L'aveuglement des dirigeants asiatiques n'avait il est vrai que d'égal celui des dirigeants des pays occidentaux, notamment ceux des Etats-Unis. Mal conseillés par un système financier qui ne voyait que les possibilités immédiates de profit découlant d'une consommation reposant sur des crédits sans garanties, ces derniers ont cru pouvoir fonder des politiques structurelles de long terme (guerres extérieures, dépenses d'armement notamment) non sur des investissements productifs réalisés chez eux mais sur la bonne volonté de prêteurs asiatiques censés prêts à financer ad aeternam  leurs déficits par l'achat de bons du trésor américain.  Le super-porte-conteneur américain, comme ceux composant le reste du convoi occidental, se voient obligés eux-aussi de donner de nouveaux ordres à la machine. Mais en l'espèce (pour rester dans le domaine des comparaison maritimes), il ne s'agit pas d'une simple inflexion de route mais d'un véritable crash-stop : arrière toute partout.

Les économies asiatiques ont en effet davantage de marges de manœuvres. Les Etats y disposent d'atouts qui font aujourd'hui défaut aux pays occidentaux afin de trouver une issue à la crise économique et inventer un modèle de croissance moins dépendant des exportations. Ils peuvent en principe reconvertir leur appareil de production vers la satisfaction des besoins intérieurs, besoins en consommation mais aussi besoins en infrastructures. Ils peuvent y affecter leurs considérables réserves de change, jusqu'ici investies essentiellement en bons du Trésor américain. Ils peuvent également, pour les plus riches d'entre eux, envisager le développement des pays les plus pauvres de la zone.

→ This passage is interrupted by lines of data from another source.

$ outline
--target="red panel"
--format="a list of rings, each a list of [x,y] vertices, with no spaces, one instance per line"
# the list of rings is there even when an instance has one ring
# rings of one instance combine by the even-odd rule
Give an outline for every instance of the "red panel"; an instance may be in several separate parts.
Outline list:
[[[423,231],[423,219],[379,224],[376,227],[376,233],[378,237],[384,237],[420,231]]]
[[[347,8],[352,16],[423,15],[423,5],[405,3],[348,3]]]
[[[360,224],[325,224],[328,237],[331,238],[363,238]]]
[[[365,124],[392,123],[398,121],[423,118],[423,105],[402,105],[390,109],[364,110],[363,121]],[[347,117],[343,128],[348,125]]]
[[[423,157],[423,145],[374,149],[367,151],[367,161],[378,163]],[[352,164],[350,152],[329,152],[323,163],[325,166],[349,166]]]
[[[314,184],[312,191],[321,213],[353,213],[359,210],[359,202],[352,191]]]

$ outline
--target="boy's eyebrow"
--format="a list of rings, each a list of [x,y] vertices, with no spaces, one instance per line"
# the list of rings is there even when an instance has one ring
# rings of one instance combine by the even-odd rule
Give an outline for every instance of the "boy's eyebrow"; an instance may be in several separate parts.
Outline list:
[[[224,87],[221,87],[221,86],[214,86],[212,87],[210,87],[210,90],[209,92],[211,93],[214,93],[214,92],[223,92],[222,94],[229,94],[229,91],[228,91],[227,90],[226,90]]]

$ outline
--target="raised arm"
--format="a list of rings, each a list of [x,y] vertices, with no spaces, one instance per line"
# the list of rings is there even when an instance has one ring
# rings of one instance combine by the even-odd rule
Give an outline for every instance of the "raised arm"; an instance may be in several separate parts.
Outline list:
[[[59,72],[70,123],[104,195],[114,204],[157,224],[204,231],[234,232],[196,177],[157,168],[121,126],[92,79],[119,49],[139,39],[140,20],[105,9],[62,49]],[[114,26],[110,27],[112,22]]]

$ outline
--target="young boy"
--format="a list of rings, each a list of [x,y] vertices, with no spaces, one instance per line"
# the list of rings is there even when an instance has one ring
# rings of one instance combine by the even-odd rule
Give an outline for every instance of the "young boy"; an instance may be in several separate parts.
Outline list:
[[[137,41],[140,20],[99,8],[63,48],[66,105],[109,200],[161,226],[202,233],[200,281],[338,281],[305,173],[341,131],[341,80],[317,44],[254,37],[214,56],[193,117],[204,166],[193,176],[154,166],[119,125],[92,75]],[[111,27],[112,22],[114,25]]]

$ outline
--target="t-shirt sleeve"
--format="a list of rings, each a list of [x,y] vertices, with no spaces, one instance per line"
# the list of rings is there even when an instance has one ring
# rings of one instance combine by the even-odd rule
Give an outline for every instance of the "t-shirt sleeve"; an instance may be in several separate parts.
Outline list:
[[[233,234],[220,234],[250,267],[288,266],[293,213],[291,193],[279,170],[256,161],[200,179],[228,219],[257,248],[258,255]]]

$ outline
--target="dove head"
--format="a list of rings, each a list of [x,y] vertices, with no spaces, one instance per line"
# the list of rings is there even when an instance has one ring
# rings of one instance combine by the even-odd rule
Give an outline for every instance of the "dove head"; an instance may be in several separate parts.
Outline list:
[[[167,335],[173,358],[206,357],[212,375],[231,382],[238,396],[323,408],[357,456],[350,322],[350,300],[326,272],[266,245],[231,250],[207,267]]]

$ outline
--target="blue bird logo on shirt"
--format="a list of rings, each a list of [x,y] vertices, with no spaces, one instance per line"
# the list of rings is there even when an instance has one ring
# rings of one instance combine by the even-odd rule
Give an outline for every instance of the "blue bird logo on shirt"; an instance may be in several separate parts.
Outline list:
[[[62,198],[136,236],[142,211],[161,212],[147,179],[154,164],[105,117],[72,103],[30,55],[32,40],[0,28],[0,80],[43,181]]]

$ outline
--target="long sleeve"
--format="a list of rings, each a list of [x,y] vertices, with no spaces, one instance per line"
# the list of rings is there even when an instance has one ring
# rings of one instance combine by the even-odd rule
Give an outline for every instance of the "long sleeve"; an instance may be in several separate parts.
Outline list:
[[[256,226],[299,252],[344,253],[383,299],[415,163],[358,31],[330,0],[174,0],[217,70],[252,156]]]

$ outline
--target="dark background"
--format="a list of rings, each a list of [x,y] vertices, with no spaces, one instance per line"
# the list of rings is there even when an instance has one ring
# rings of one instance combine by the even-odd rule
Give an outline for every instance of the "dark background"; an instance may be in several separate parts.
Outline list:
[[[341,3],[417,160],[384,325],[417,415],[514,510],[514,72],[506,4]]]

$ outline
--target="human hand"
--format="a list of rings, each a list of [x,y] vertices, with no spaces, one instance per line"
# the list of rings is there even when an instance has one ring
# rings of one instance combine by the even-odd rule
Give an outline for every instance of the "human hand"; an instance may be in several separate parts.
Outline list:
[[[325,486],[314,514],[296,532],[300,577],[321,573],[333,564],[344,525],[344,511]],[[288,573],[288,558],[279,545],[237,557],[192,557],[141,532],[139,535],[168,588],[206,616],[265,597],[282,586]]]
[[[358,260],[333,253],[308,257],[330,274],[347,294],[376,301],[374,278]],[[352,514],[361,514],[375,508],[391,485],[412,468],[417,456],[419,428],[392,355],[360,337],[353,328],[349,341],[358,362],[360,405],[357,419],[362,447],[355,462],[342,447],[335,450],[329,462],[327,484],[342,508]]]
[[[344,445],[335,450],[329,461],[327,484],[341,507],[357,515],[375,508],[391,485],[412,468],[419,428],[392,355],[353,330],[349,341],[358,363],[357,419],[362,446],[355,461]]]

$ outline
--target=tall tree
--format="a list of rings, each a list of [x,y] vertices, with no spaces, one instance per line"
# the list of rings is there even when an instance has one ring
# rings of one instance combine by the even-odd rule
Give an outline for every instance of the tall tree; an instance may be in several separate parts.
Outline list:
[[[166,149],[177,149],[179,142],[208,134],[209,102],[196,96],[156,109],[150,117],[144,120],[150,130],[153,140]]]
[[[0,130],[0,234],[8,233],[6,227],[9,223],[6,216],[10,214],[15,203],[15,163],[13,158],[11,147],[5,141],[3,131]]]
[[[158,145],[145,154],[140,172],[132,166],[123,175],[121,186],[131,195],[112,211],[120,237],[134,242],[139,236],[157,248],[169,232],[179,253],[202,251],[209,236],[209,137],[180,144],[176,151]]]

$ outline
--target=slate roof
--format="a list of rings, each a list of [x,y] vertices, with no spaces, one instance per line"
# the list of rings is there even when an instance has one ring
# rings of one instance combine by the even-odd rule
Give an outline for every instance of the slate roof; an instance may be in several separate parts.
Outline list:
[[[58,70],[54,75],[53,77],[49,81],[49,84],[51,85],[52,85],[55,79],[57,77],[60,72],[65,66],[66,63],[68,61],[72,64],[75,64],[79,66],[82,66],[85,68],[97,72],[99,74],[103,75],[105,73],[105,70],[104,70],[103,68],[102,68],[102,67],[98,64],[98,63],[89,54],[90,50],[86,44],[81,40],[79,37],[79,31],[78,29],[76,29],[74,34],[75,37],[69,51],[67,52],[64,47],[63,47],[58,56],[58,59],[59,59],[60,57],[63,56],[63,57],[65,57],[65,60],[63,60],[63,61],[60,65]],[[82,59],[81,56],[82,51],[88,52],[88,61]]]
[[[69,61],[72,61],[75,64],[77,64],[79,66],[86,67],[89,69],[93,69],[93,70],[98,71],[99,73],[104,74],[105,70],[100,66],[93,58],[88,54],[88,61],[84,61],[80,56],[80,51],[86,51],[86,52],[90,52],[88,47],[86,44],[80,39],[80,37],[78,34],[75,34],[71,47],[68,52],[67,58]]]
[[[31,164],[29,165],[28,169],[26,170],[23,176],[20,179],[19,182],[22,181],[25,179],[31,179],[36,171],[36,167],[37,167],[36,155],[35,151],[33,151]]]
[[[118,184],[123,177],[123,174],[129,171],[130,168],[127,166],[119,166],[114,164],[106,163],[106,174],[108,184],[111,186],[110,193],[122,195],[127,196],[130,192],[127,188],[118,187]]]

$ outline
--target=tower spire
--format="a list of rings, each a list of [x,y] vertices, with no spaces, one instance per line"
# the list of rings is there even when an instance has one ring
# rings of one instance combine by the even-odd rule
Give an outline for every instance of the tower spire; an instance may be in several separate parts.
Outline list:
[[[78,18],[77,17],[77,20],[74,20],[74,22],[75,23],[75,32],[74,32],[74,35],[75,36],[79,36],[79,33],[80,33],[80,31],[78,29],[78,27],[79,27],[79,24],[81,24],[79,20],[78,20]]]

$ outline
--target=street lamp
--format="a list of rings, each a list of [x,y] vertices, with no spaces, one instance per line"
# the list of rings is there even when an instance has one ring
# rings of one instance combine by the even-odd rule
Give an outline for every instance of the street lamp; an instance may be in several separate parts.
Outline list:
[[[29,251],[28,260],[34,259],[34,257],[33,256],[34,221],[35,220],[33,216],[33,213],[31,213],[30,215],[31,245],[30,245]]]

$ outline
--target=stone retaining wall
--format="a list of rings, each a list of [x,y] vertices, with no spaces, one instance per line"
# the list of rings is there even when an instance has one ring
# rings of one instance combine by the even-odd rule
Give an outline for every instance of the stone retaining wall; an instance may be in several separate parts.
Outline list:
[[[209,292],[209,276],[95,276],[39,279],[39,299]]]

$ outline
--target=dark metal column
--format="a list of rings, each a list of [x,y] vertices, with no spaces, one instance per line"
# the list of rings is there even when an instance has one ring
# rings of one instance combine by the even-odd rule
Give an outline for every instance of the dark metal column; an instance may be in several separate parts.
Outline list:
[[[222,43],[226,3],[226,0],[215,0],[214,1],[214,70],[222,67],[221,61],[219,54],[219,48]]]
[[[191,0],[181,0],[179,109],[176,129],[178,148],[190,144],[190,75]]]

C'est la Chine qui peut le mieux donner l'exemple. En effet, aucune économie n'a aujourd'hui de projet de développement aussi précis et clairement intégré à sa planification économique que la Chine, avec son programme de  mise à jour de sa structure économique et sociale, en termes de capital humain, d'innovation technologique et d'économie verte, dont l'objectif ultime est de rééquilibrer l'économie en faveur de la consommation. Ces mots d'ordre ne sont pas des déclarations vertueuses. Ils sont nés du constat, lors de la surchauffe de ces dernières années, que les pénuries d'énergie et la raréfaction des ressources menaient le navire chinois droit sur les hauts fonds. Les avantages d'un régime relativement autoritaire apparaissent alors à plein. Il n'y a qu'une voix sur la passerelle et elle n'est pas discutée. De plus, les dirigeants chinois ne semblent pas s'être laissés intoxiquer par de soi-disant experts économiques qui leur imposaient un discours néo-libéral qui pour eux, tradition marxiste bienvenue oblige, n'avait aucun sens.

Comme nous l'avions indiqué précédemment ( http://www.europesolidaire.eu/article.php?article_id=235&r_id= ), le premier plan de développement post-crise, évoqué au sommet du PNUE à Nairobi le 16 mars et publié fin 2008 par l'agence chinoise de planification économique, porte sur le sud-est, la région exemplaire de l'ouverture économique des années précédentes. Très dépendante des exportations, elle est aujourd'hui en souffrance et un changement de route y est urgent. D'ici à 2020, elle deviendra un centre d'innovation doté de pôles de recherche, repoussant ailleurs les industries les moins efficaces et les plus polluantes. L'ampleur du plan de relance chinois de 4 000 milliards de yuans (461 milliards d'euros), soit 13 % du produit intérieur brut (PIB), s'explique ainsi par cette volonté de faire passer en priorité les investissements qui vont dans le sens d'une transformation qualitative du modèle chinois. Les difficultés et résistances seront nombreuses. Mais comme il n'existe pas d'alternatives, elles seront sans doute dépassées.

On aimerait qu'à bord du convoi des navires marchands européens règne la même clairvoyance et la même détermination.